Let $\omega = e^{\frac{2\pi i}{d}}$, where $d$ is prime. Also let $0 < a < d$ and $0 < b < d$ (note that $a$ and $b$ are non-zero). Is there a nice formula for:
$S = \sum\limits_{j=0}^{d-1} \omega^{aj + bj(j-1)/2}$
Ideally, I'd like to find $\phi$ such that $S = r e^{i \phi}$. I already know that $r = \sqrt{d}$, but I don't know how to express $\phi$ as a function of $a$, $b$ and $d$.
Assume that $d > 2$, otherwise answer is obvious.

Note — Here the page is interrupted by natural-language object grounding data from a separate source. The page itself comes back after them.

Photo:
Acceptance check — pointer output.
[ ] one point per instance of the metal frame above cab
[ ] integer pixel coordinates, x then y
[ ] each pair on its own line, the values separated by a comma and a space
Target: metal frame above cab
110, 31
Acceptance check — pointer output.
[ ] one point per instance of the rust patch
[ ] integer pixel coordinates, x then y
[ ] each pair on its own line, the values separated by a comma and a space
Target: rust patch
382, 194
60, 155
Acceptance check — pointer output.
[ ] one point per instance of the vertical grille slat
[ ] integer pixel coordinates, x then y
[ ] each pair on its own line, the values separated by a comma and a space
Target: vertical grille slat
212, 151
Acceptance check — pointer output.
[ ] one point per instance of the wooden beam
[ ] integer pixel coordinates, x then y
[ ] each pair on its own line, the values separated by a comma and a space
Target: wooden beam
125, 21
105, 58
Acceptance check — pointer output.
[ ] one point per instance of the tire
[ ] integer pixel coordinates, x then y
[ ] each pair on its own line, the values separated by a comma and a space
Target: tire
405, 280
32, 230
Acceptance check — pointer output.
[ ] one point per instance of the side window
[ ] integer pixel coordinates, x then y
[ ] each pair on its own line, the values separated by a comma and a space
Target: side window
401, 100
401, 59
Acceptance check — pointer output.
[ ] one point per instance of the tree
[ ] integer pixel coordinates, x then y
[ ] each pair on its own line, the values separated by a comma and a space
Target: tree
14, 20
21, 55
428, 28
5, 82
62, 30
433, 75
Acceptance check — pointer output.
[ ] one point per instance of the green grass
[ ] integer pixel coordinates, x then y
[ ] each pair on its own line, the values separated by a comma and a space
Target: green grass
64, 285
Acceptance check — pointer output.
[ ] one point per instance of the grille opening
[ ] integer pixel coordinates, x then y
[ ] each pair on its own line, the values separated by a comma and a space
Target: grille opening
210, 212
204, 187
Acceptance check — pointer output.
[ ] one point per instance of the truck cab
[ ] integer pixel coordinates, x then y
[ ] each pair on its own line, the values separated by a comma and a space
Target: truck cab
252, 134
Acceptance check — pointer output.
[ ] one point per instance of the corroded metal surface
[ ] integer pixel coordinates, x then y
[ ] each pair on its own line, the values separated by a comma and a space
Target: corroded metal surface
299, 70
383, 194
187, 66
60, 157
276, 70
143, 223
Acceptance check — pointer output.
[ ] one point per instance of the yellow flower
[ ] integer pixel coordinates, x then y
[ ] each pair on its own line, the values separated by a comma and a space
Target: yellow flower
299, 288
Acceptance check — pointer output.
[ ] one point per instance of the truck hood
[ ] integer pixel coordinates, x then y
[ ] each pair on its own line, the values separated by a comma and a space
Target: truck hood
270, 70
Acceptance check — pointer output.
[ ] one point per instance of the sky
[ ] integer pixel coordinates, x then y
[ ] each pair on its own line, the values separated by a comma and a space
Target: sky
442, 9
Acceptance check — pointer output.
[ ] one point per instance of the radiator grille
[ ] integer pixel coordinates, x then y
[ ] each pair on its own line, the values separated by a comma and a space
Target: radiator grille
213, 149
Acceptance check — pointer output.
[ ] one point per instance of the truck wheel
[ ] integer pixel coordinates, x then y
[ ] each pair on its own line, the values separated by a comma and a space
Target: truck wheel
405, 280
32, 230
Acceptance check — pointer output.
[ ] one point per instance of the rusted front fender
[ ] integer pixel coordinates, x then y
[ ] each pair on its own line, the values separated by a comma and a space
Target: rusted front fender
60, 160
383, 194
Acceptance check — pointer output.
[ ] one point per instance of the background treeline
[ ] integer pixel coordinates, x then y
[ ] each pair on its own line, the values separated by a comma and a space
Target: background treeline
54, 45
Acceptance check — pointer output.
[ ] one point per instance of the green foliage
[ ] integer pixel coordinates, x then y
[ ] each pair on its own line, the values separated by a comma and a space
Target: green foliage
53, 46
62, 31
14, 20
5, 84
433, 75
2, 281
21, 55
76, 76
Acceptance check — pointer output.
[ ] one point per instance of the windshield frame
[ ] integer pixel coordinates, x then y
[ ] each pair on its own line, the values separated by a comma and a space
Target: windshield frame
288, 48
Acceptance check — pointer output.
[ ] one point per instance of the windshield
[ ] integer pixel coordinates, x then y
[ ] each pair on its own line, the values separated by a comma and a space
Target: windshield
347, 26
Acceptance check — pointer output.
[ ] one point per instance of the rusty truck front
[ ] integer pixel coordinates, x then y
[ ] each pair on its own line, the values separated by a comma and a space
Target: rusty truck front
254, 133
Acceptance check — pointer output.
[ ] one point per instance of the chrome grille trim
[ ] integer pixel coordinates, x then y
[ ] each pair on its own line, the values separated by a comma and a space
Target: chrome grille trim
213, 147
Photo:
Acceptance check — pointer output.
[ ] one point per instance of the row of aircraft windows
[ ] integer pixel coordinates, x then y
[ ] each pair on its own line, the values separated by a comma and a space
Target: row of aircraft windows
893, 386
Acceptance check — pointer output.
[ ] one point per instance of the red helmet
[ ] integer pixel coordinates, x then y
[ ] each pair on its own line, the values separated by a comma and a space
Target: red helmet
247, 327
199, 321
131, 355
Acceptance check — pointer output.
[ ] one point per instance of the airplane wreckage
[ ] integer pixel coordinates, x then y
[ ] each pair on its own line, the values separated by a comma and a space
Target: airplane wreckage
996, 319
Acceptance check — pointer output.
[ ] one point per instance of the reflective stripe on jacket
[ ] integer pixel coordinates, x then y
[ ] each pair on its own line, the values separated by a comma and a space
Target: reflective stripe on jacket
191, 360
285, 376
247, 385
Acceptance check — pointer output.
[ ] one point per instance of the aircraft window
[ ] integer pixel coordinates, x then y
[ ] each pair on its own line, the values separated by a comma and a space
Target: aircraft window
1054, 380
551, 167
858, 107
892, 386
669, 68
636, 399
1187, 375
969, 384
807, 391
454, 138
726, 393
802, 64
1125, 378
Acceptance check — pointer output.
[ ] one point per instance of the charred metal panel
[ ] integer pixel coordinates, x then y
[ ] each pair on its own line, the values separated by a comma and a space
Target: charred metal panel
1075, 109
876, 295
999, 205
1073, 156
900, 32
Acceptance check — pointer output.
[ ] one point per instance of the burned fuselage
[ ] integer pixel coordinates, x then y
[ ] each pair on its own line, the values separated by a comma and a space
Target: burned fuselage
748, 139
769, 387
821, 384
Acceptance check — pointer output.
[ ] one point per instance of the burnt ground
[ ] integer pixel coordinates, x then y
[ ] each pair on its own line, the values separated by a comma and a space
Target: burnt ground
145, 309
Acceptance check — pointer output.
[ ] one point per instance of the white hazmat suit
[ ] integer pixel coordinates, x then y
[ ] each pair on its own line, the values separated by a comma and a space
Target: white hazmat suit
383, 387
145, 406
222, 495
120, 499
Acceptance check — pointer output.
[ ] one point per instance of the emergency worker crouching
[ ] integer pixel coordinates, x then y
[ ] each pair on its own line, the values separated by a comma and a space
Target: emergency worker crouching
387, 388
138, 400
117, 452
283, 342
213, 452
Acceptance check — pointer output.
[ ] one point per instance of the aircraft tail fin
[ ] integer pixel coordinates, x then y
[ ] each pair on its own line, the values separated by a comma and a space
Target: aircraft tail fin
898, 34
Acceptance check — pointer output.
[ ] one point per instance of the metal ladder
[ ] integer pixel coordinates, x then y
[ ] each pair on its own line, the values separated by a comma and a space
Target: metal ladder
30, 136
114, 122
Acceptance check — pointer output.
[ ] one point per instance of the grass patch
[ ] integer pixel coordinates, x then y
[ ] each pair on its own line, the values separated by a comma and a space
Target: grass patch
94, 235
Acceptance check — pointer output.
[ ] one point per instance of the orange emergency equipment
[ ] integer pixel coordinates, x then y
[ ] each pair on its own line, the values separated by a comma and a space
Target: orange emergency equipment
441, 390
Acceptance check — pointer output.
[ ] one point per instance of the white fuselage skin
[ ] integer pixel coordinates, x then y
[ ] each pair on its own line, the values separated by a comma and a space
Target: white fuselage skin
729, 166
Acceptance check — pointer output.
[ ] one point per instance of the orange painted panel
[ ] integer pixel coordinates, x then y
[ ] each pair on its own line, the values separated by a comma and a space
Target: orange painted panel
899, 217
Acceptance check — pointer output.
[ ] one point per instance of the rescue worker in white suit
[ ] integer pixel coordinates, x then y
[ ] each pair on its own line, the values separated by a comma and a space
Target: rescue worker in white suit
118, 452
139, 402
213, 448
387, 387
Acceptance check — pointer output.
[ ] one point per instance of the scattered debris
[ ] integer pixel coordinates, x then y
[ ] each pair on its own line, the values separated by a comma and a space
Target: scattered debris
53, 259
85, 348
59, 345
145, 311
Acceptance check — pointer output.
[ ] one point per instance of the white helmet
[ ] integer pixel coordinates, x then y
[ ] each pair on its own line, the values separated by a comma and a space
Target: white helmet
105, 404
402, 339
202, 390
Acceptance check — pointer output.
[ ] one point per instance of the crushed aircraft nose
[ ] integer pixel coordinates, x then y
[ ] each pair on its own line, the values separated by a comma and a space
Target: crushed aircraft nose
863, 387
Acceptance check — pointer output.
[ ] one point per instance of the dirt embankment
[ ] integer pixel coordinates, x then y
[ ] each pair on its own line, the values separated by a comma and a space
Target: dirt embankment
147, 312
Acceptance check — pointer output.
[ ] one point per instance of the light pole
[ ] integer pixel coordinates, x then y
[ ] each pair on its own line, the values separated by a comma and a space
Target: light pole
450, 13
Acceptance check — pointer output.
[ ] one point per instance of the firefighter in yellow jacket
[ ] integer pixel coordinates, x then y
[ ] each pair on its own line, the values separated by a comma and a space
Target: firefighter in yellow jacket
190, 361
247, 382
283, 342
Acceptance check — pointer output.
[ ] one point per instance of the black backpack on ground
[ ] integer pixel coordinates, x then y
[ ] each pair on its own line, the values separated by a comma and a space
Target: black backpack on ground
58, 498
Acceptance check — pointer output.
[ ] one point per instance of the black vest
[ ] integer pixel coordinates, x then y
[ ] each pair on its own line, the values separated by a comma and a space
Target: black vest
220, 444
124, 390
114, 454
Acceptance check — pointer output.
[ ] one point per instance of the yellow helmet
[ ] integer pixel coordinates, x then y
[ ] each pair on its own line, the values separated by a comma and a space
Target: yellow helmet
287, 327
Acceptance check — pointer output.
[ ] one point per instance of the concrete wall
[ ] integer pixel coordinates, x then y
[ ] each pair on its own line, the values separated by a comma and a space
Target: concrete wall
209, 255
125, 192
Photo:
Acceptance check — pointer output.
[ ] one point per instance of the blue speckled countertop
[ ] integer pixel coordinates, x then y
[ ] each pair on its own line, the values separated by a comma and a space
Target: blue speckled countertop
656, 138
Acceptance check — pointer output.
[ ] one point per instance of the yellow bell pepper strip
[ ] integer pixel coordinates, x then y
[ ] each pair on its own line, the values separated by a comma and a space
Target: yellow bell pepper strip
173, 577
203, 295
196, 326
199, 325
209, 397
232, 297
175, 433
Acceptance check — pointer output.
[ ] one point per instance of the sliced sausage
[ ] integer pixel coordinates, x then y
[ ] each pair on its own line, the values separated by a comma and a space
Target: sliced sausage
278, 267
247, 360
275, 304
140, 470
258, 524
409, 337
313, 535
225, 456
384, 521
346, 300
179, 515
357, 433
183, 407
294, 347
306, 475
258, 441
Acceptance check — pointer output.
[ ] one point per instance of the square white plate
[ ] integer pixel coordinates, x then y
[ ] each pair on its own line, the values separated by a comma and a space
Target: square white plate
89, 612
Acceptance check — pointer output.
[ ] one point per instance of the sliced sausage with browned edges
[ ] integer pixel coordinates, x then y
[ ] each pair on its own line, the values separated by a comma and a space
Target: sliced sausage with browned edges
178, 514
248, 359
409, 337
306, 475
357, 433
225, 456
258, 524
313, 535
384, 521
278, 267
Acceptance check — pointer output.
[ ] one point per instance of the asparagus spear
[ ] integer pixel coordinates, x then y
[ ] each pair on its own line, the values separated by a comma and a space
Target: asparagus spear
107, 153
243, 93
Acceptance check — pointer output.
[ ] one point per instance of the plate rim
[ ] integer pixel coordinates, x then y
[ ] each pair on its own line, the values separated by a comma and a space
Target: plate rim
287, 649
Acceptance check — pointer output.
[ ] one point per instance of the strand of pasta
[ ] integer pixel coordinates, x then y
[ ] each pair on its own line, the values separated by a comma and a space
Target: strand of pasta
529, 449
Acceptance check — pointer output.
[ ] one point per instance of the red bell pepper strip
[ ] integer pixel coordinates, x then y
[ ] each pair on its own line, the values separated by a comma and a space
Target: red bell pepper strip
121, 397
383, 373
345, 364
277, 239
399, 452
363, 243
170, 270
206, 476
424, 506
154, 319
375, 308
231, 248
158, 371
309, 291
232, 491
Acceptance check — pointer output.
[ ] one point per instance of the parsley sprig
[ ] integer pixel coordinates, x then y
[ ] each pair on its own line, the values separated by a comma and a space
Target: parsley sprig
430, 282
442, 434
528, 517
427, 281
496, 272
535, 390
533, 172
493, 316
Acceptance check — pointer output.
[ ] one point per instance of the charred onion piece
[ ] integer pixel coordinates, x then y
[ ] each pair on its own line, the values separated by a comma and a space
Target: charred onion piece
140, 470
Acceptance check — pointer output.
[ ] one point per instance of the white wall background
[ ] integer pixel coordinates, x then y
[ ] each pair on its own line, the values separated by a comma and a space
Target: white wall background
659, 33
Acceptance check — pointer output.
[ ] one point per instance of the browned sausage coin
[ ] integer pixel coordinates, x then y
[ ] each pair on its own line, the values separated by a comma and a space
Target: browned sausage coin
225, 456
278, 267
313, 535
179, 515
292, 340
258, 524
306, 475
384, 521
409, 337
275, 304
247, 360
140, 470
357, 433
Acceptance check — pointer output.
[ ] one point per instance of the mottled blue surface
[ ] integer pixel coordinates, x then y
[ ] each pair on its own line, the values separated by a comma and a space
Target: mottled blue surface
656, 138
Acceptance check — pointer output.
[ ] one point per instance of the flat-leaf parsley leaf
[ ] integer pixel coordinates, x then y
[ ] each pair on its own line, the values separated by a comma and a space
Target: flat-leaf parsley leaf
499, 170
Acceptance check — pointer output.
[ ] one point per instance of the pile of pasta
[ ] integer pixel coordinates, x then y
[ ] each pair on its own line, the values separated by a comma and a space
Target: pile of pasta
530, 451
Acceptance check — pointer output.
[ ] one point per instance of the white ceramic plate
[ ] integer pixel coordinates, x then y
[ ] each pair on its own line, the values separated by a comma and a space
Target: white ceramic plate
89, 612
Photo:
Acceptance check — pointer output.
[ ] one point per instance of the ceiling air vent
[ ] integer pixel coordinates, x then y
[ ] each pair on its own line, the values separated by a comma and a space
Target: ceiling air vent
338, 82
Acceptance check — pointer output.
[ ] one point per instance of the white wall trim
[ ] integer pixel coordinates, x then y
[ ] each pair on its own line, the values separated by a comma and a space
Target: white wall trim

Let's deal with exponent (from this moment, all divisions are modulo $d$): $$ aj + b\frac{j(j-1)}2 = \frac b2 \left(j^2 + \left(\frac{2a}b-1\right)j\right) = \frac b2 \left(j + \frac ab - \frac 12\right)^2 - \frac{(2a-b)^2}{8b} $$ When $j$ runs complete residue system, so does $j + \frac ab - \frac 12$. Then $$ S = \omega^{-(2a-b)^2 /(8b)}\sum_{j=0}^{d-1} \omega^{b/2 \cdot j^2}, $$ and sum rewrites as $$ \sum_{h=0}^{d-1} \left( 1 + \left(\frac hd \right)\right)\omega^{b/2 \cdot h} = \sum_{h=0}^{d-1} \omega^{b/2 \cdot h} + \sum_{h=0}^{d-1} \left(\frac hd \right)\omega^{b/2 \cdot h}, $$ where $\left( \frac \cdot d \right)$ denotes Legendre symbol. Left sum vanishes and right is the well-known Gauss sum, which equals to $\left(\frac {b/2}d\right)\sqrt d$ when $d \equiv 1 \pmod 4$ or $\left(\frac {b/2}d\right)i\sqrt d$ when $d \equiv 3 \pmod 4$.